Whatever you do, don't use 2". If you use anything, use 1-1/2" but you still need to add a second sill plate so that the GWB has something to attach to. I've worked on projects where the architect specified 3/4" gypcrete to avoid the double sill plates. The weight is less, but this material has been problematic in areas that get wet. 1-1/2" lightweight is a better solution. Also, you might consider double stud walls (on separate plates) instead of staggered studs on a single plate. GWB ceilings on resilient channels is a good idea. The gypsum association has some good wall and floor assemblies for STC ratings.



T. William (Bill) Allen, S.E.


Consulting Structural Engineers
V (949) 248-8588 F(949) 209-2509

-----Original Message-----
From: Andrew Kester, P.E. [mailto:akester(--nospam--at)]
Sent: Tuesday, January 13, 2009 5:06 PM
Subject: lightweight concrete topping on wood


For a small two-story apartment building we have a wood framed second floor with wood sheathing. The owner and architect are looking for sound reduction, and also a stiff floor system with reduced “squeaks” due to wood flexing.


Right now we have suggested joists/trusses at 16” oc and ¾” sheathing screwed and glued, with a 2” lightweight concrete topping. I have combed thru the code and found nothing prohibiting using wood to support concrete in this manner, they do mention limiting long-term deflection.

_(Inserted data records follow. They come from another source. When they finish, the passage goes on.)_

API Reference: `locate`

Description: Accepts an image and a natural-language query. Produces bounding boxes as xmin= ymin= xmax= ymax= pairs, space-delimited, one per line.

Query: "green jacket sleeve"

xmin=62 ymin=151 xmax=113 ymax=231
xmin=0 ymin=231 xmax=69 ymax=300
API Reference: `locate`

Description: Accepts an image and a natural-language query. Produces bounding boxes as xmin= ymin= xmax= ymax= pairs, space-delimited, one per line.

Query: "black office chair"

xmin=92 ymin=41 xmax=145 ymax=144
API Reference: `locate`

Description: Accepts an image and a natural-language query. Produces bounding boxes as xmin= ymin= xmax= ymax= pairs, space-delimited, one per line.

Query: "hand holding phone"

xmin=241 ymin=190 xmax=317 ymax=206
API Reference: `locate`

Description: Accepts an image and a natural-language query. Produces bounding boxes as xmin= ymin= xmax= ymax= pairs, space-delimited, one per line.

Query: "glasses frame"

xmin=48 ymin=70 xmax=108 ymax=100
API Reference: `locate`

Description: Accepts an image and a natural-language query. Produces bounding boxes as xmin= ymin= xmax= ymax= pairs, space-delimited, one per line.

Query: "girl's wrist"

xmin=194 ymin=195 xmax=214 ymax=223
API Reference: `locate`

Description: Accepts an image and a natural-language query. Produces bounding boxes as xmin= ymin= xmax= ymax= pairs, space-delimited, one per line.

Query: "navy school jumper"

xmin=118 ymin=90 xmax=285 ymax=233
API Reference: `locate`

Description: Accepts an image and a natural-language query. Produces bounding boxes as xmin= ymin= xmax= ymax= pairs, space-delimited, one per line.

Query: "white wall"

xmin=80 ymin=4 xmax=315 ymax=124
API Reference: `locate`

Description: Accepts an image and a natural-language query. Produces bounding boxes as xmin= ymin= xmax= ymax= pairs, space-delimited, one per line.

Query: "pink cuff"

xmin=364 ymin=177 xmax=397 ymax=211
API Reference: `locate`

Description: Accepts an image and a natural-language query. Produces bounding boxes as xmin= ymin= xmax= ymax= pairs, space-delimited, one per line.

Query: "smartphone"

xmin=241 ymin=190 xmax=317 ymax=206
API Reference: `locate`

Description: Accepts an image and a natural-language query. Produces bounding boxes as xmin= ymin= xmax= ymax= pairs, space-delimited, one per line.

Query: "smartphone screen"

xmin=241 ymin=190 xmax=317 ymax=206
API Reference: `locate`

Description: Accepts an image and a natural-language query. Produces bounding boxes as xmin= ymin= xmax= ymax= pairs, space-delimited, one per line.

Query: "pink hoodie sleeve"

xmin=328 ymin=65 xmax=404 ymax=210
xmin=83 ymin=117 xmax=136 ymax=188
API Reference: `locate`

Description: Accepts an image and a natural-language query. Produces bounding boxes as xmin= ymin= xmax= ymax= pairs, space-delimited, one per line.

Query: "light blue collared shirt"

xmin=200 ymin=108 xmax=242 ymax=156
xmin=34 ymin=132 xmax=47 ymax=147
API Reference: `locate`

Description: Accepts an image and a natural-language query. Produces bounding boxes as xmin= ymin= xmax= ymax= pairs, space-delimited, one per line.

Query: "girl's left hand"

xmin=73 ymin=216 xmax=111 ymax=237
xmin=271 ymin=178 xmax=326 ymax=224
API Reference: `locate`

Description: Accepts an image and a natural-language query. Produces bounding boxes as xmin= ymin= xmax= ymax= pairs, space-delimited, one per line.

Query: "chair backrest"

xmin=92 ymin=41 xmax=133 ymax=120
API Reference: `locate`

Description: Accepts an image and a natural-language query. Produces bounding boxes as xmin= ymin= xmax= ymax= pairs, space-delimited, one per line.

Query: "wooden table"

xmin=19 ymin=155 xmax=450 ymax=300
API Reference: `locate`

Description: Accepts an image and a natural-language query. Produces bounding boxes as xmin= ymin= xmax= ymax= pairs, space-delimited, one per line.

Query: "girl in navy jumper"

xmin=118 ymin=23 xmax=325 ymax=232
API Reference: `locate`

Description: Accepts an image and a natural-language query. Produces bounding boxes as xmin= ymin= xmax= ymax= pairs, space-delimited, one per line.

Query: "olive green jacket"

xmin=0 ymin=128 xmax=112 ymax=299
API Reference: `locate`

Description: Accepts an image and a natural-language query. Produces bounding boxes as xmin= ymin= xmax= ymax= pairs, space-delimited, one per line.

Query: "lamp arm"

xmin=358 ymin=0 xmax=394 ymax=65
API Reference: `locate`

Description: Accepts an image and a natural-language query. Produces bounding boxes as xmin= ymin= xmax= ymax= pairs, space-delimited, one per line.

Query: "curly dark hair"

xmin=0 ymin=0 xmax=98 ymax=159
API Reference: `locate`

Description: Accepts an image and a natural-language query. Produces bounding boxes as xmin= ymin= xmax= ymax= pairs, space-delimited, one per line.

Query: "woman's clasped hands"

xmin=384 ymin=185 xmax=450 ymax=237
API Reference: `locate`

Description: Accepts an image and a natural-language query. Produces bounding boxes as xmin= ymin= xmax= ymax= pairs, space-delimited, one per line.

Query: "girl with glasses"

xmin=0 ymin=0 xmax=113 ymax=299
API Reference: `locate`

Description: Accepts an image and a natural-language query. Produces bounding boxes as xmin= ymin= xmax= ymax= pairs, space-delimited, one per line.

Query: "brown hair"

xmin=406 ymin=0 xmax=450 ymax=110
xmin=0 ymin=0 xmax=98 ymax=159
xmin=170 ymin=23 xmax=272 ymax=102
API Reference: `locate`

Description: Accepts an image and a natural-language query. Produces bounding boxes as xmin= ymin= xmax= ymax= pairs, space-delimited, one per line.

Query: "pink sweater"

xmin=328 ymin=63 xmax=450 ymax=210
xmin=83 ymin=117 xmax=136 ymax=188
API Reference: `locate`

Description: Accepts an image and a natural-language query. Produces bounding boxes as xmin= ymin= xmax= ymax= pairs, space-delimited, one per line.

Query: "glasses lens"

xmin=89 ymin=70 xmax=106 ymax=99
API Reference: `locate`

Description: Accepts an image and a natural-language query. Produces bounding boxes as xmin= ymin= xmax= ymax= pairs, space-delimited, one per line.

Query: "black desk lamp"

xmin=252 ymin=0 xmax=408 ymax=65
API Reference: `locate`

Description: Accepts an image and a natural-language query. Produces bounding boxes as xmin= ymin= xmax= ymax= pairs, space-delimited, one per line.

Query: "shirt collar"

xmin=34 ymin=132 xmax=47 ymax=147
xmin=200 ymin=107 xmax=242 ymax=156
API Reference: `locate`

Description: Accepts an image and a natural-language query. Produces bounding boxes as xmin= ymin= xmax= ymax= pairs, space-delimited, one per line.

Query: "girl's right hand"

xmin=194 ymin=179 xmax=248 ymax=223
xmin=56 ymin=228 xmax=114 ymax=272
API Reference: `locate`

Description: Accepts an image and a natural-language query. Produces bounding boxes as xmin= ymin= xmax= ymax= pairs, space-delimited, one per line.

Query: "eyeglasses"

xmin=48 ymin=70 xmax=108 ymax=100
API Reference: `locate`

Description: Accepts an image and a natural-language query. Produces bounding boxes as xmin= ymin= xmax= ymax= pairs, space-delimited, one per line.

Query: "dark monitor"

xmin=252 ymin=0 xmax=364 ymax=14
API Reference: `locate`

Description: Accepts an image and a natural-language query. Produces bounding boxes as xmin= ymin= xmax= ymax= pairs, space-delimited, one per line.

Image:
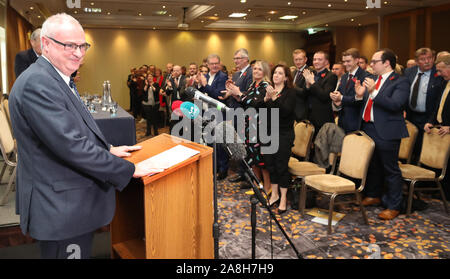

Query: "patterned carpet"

xmin=136 ymin=118 xmax=450 ymax=259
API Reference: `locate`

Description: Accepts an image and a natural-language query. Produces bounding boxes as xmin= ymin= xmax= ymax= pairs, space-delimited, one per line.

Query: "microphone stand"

xmin=224 ymin=145 xmax=303 ymax=259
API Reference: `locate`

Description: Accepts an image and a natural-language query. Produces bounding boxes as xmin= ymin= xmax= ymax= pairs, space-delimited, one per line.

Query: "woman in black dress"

xmin=264 ymin=65 xmax=295 ymax=214
xmin=224 ymin=61 xmax=270 ymax=192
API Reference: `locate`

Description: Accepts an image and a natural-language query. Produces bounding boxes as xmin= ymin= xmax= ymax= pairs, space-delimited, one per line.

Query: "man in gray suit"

xmin=9 ymin=14 xmax=150 ymax=258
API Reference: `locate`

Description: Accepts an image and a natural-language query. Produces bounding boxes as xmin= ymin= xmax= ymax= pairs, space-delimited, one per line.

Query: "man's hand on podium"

xmin=109 ymin=145 xmax=142 ymax=158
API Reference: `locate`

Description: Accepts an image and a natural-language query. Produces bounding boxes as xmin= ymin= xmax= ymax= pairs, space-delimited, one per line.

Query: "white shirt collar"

xmin=42 ymin=54 xmax=70 ymax=87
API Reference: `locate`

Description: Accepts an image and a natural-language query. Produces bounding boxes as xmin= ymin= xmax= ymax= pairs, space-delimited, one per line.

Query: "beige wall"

xmin=78 ymin=28 xmax=305 ymax=108
xmin=334 ymin=24 xmax=378 ymax=61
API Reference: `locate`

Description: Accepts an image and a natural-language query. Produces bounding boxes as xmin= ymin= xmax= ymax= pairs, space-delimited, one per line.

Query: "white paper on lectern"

xmin=137 ymin=145 xmax=200 ymax=173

Is there anything in NDS about this or is this prohibited in IBC or other codes? Anyone see any problems with this? We are designing for the extra dead load, and have heard of this being done on other projects quite successfully. Would anyone suggest anything other than poly fibers for micro crack control of the lt wt concrete, maybe some #3s at reentrant corners or don’t bother as it is just a sound deadening topping? Should we have them spray the concrete with water sealer, a bond breaker, or anything like that?